Proposed Solutions: From Policy to Action
Mandating Employer-Sponsored Insurance: Leaders like Tapan Singhel, head of the General Insurance Council, suggest mandating health coverage for all employees, akin to U.S. laws. Employers could fund premiums through Corporate Social Responsibility (CSR) budgets or link them to low-cost government schemes.
Expanding Ayushman Bharat: Increasing coverage limits under AB-PMJAY from ₹5 lakh to ₹10 lakh per family could significantly reduce out-of-pocket expenses for the middle class. Proposed expansions aim to include senior citizens and gig workers, but infrastructure and fraud prevention mechanisms must evolve to meet the demand.
Encouraging Private Sector Participation: Private hospitals must be incentivized with timely reimbursements and robust support to participate in public schemes. Collaborative models between private insurers and state governments can offer low-cost, comprehensive policies tailored to the missing middle.
Leveraging Health Fintech: Platforms like Gmoney and Digisparsh are enabling cashless medical services by financing hospital receivables, ensuring timely care for patients while easing operational burdens on small and mid-sized hospitals.
Public Awareness Campaigns: Education on the importance of insurance can dismantle myths, particularly among women and rural populations. Crowdfunding initiatives, already gaining traction, could further democratize access to healthcare.

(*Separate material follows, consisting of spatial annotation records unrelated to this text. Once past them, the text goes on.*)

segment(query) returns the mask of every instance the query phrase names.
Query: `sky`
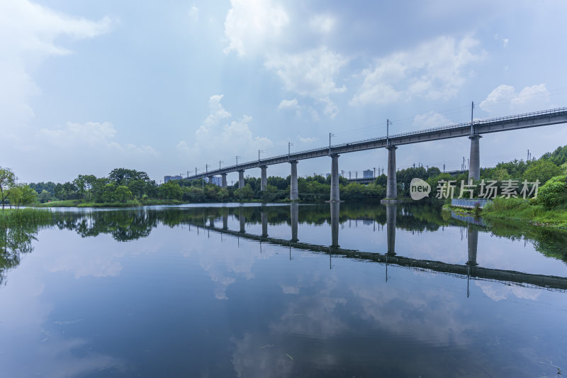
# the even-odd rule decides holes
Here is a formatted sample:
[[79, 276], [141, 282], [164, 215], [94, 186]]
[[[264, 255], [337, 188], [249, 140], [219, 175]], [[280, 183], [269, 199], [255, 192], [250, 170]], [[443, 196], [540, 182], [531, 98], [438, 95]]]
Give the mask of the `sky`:
[[[562, 0], [2, 0], [0, 165], [22, 182], [126, 167], [159, 183], [328, 145], [330, 133], [381, 137], [387, 119], [391, 133], [465, 122], [471, 101], [478, 119], [567, 106], [565, 14]], [[563, 145], [567, 124], [488, 134], [481, 165]], [[400, 146], [398, 167], [460, 169], [469, 145]], [[339, 169], [386, 164], [378, 149]]]

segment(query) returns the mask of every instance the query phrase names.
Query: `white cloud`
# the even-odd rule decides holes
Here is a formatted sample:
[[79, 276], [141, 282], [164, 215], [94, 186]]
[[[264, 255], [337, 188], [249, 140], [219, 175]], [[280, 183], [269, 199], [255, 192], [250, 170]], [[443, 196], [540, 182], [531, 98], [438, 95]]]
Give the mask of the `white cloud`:
[[302, 143], [310, 143], [312, 142], [315, 142], [315, 140], [319, 140], [318, 138], [314, 138], [314, 137], [303, 138], [301, 135], [297, 135], [297, 138]]
[[319, 99], [319, 102], [325, 105], [323, 113], [330, 118], [334, 118], [337, 113], [339, 113], [339, 108], [331, 101], [328, 96]]
[[480, 107], [492, 114], [527, 113], [548, 108], [550, 102], [545, 84], [526, 87], [520, 93], [514, 87], [501, 84], [488, 94]]
[[450, 119], [435, 111], [417, 114], [413, 118], [413, 126], [416, 129], [431, 128], [447, 126], [454, 123]]
[[335, 28], [335, 18], [327, 14], [320, 14], [313, 17], [309, 21], [309, 26], [321, 34], [327, 34]]
[[503, 37], [500, 37], [498, 34], [495, 34], [494, 39], [495, 39], [496, 40], [501, 41], [503, 48], [506, 48], [508, 46], [508, 42], [509, 42], [508, 38], [505, 38]]
[[196, 22], [199, 21], [199, 9], [194, 5], [189, 9], [189, 18]]
[[281, 102], [279, 103], [279, 106], [278, 106], [278, 109], [279, 110], [284, 110], [284, 109], [297, 109], [299, 108], [299, 105], [296, 99], [293, 99], [292, 100], [281, 100]]
[[156, 151], [148, 145], [118, 143], [113, 140], [116, 133], [116, 129], [109, 122], [67, 122], [64, 128], [42, 128], [38, 132], [37, 136], [42, 144], [67, 150], [81, 148], [84, 154], [86, 151], [82, 148], [86, 147], [94, 148], [94, 150], [109, 148], [137, 155], [157, 155]]
[[255, 151], [267, 150], [274, 143], [264, 137], [254, 137], [249, 127], [252, 117], [242, 115], [239, 119], [228, 122], [232, 116], [220, 104], [223, 95], [213, 95], [209, 98], [210, 113], [195, 131], [195, 143], [190, 146], [185, 140], [180, 141], [177, 151], [184, 157], [201, 160], [208, 154], [234, 156], [242, 152], [242, 146]]
[[[330, 101], [330, 100], [329, 100]], [[331, 104], [333, 104], [331, 102]], [[334, 105], [334, 104], [333, 104]], [[319, 122], [319, 113], [309, 105], [300, 104], [297, 99], [291, 100], [281, 100], [278, 106], [279, 110], [295, 111], [296, 116], [302, 118], [303, 114], [307, 114], [313, 122]]]
[[299, 54], [269, 54], [264, 66], [276, 72], [286, 90], [319, 99], [347, 90], [344, 85], [337, 87], [335, 80], [347, 62], [322, 46]]
[[95, 22], [72, 17], [28, 0], [4, 0], [0, 11], [0, 123], [18, 127], [34, 116], [30, 97], [40, 89], [33, 79], [46, 58], [71, 52], [55, 44], [62, 35], [91, 38], [108, 32], [108, 17]]
[[453, 97], [466, 81], [464, 68], [485, 55], [473, 52], [478, 45], [470, 38], [457, 41], [440, 37], [378, 59], [374, 67], [362, 71], [362, 84], [350, 104], [388, 104], [414, 96]]
[[225, 54], [235, 51], [242, 57], [262, 51], [289, 22], [284, 7], [270, 0], [231, 0], [230, 3], [232, 7], [225, 21], [228, 40]]

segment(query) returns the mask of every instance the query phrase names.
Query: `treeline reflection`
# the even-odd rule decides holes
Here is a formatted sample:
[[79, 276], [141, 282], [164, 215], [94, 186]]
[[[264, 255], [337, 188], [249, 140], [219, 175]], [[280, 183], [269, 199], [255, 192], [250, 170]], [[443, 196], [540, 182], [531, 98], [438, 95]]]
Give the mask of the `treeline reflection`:
[[[33, 250], [33, 241], [39, 230], [46, 227], [76, 232], [83, 238], [110, 235], [119, 242], [135, 240], [149, 236], [159, 225], [181, 225], [216, 228], [228, 230], [228, 220], [238, 221], [235, 232], [245, 233], [252, 225], [262, 225], [260, 237], [267, 237], [269, 228], [287, 225], [291, 232], [290, 242], [298, 240], [298, 225], [331, 226], [327, 246], [337, 248], [339, 225], [352, 221], [373, 222], [388, 231], [387, 254], [395, 256], [395, 229], [416, 233], [436, 231], [444, 227], [461, 227], [470, 235], [474, 231], [490, 232], [498, 237], [532, 242], [541, 253], [567, 262], [567, 233], [510, 222], [483, 226], [451, 217], [442, 211], [442, 204], [399, 204], [385, 206], [377, 202], [325, 205], [245, 206], [223, 207], [136, 208], [120, 210], [57, 212], [52, 222], [27, 224], [0, 229], [0, 283], [5, 283], [7, 270], [16, 267], [22, 255]], [[222, 226], [221, 226], [222, 224]], [[472, 239], [471, 239], [472, 240]]]

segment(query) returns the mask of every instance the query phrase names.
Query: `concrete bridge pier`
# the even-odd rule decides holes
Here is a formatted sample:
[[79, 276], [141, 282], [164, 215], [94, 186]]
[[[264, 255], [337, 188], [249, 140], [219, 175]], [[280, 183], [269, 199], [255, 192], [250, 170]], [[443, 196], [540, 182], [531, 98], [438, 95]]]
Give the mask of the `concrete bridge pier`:
[[331, 155], [331, 202], [340, 201], [339, 187], [339, 155]]
[[386, 147], [388, 150], [388, 179], [386, 187], [386, 199], [395, 199], [398, 198], [398, 182], [395, 180], [395, 145]]
[[478, 246], [478, 230], [469, 227], [467, 230], [466, 243], [468, 250], [468, 261], [466, 265], [471, 267], [476, 267], [476, 249]]
[[386, 205], [386, 238], [388, 238], [388, 255], [395, 255], [395, 216], [398, 205], [388, 204]]
[[289, 199], [298, 201], [299, 199], [299, 191], [297, 189], [297, 160], [289, 162], [291, 165], [291, 177], [289, 185]]
[[331, 202], [331, 248], [338, 248], [339, 245], [339, 216], [340, 204]]
[[266, 172], [268, 169], [267, 165], [262, 165], [260, 167], [260, 169], [262, 169], [262, 175], [260, 179], [260, 190], [262, 191], [265, 191], [268, 189], [268, 174]]
[[242, 209], [238, 209], [238, 220], [240, 221], [240, 230], [242, 233], [245, 233], [246, 232], [246, 228], [245, 228], [245, 226], [246, 225], [246, 220], [245, 219], [244, 215], [242, 215]]
[[295, 243], [297, 238], [297, 228], [299, 223], [299, 204], [294, 202], [289, 205], [290, 218], [291, 218], [291, 241]]
[[244, 169], [238, 171], [238, 189], [244, 187]]
[[266, 211], [262, 209], [262, 213], [260, 213], [262, 216], [262, 238], [267, 238], [268, 237], [268, 214], [266, 213]]
[[471, 140], [471, 157], [468, 160], [468, 179], [478, 180], [481, 179], [481, 135], [472, 135]]

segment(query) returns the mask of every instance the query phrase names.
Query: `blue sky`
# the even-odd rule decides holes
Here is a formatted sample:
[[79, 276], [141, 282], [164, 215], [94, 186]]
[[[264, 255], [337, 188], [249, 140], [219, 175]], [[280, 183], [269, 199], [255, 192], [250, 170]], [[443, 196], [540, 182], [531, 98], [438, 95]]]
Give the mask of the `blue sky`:
[[[567, 106], [562, 1], [0, 4], [0, 165], [22, 182], [165, 174]], [[481, 166], [567, 144], [567, 126], [487, 135]], [[401, 146], [457, 169], [462, 138]], [[383, 150], [339, 169], [385, 167]], [[302, 161], [300, 175], [330, 160]], [[247, 174], [258, 176], [259, 169]], [[286, 176], [289, 167], [269, 168]], [[229, 181], [235, 180], [229, 177]]]

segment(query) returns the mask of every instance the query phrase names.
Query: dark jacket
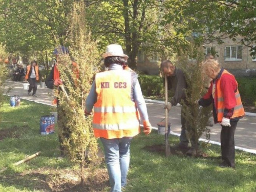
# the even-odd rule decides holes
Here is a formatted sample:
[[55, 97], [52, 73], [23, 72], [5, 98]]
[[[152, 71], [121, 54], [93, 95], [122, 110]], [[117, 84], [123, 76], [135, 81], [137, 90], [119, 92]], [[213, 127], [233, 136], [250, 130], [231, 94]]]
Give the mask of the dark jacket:
[[170, 100], [173, 106], [177, 105], [182, 100], [185, 100], [185, 90], [187, 88], [185, 74], [180, 69], [175, 67], [174, 74], [167, 77], [168, 90], [174, 91], [174, 96]]

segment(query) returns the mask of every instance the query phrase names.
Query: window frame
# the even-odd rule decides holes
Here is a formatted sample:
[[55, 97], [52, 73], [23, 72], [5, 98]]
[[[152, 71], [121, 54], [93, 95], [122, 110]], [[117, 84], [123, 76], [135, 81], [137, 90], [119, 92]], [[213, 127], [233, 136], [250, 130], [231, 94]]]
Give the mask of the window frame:
[[[241, 54], [241, 58], [238, 58], [238, 47], [241, 47], [242, 49], [242, 54]], [[226, 56], [226, 50], [227, 47], [229, 47], [229, 57], [227, 57]], [[236, 48], [236, 57], [232, 57], [232, 53], [233, 49], [232, 49], [232, 47]], [[225, 61], [241, 61], [243, 60], [243, 46], [242, 45], [238, 45], [238, 46], [225, 46], [225, 50], [224, 50], [224, 60]]]

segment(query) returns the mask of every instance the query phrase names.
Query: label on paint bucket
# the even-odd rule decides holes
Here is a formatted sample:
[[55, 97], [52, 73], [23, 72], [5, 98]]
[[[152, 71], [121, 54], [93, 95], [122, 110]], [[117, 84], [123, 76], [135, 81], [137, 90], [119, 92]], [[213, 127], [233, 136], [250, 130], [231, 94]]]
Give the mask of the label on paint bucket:
[[40, 131], [41, 135], [48, 135], [54, 133], [54, 115], [46, 115], [41, 117], [40, 119]]

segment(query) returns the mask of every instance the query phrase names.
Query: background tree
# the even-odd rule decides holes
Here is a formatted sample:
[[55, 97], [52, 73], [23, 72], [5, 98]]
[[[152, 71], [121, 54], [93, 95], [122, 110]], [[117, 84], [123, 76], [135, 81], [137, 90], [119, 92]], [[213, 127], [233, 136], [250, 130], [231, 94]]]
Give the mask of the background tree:
[[255, 1], [167, 0], [164, 7], [172, 11], [165, 12], [165, 24], [180, 21], [173, 23], [178, 34], [194, 36], [201, 45], [230, 38], [250, 47], [251, 54], [255, 54]]
[[[89, 24], [94, 37], [99, 40], [100, 49], [112, 43], [125, 47], [129, 65], [133, 69], [137, 66], [139, 50], [150, 55], [157, 55], [163, 50], [162, 42], [166, 39], [159, 37], [163, 38], [167, 35], [164, 33], [165, 28], [159, 25], [161, 1], [98, 1], [92, 5], [91, 1], [86, 2], [90, 5], [88, 8]], [[169, 30], [169, 34], [172, 32]], [[165, 51], [169, 49], [170, 47]]]
[[[75, 3], [71, 18], [70, 55], [60, 54], [58, 61], [61, 79], [68, 97], [60, 94], [60, 115], [65, 116], [59, 125], [59, 131], [63, 132], [62, 126], [70, 127], [69, 138], [63, 138], [70, 159], [80, 165], [81, 184], [84, 184], [85, 152], [89, 154], [89, 160], [95, 161], [98, 152], [96, 139], [92, 127], [92, 117], [84, 117], [84, 101], [92, 83], [93, 76], [100, 62], [96, 42], [91, 38], [86, 20], [83, 3]], [[71, 64], [71, 60], [76, 65]], [[65, 134], [65, 133], [64, 133]], [[63, 134], [60, 134], [63, 135]]]
[[52, 51], [57, 42], [67, 43], [72, 2], [5, 1], [0, 5], [0, 26], [4, 29], [0, 41], [8, 52], [20, 53], [25, 63], [35, 52]]

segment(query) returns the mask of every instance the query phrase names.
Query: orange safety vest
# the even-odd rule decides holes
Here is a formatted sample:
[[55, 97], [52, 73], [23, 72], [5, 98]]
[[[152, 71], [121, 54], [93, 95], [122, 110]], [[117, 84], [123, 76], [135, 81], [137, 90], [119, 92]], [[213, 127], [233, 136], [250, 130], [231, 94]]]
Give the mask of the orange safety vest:
[[[222, 74], [221, 74], [221, 76], [224, 74], [229, 74], [233, 76], [233, 75], [229, 73], [226, 70], [224, 70], [223, 71]], [[217, 106], [216, 110], [217, 111], [217, 117], [218, 122], [221, 122], [222, 118], [223, 117], [224, 111], [225, 109], [224, 97], [223, 93], [221, 89], [221, 76], [220, 78], [220, 79], [217, 81], [216, 84], [217, 98], [216, 101], [217, 102], [216, 102], [216, 106]], [[237, 85], [238, 85], [237, 82]], [[237, 92], [235, 93], [235, 96], [237, 101], [237, 104], [234, 108], [234, 112], [233, 113], [233, 115], [231, 117], [231, 119], [235, 117], [242, 117], [245, 115], [244, 108], [243, 107], [243, 104], [242, 103], [240, 94], [239, 94], [239, 91], [238, 91], [238, 89], [237, 89]]]
[[[30, 71], [31, 65], [27, 66], [27, 74], [26, 74], [25, 79], [28, 79], [29, 77], [29, 71]], [[35, 78], [37, 81], [39, 80], [39, 67], [38, 66], [35, 66]]]
[[131, 72], [111, 70], [99, 73], [95, 84], [97, 101], [93, 120], [95, 137], [110, 139], [138, 134], [139, 115], [131, 97]]

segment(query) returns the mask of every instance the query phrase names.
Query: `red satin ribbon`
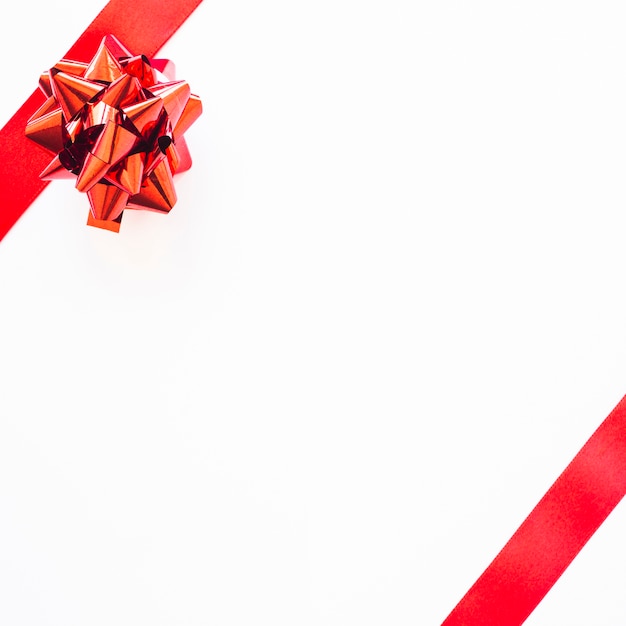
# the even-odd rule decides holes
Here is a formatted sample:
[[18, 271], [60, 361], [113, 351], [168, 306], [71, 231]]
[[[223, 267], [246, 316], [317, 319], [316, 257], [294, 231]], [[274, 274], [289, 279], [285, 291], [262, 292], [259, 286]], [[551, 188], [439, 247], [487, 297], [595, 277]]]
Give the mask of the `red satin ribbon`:
[[[202, 0], [111, 0], [65, 55], [89, 61], [107, 34], [115, 35], [130, 50], [153, 57]], [[44, 102], [35, 91], [0, 130], [5, 159], [0, 168], [0, 240], [48, 184], [39, 173], [50, 161], [24, 135], [26, 122]]]
[[519, 626], [626, 494], [626, 397], [442, 626]]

A Vision for Inclusive Healthcare
Healthcare isn’t just a policy; it’s a promise to safeguard dignity and dreams. Addressing the needs of the missing middle isn’t merely about numbers; it’s about ensuring that no family has to choose between a loved one’s health and financial survival.
India stands at a crossroads. With innovative policy, public-private partnerships, and a commitment to equity, the missing middle can become visible. In doing so, we inch closer to a future where healthcare is not a privilege but a fundamental right—one that upholds the essence of humanity.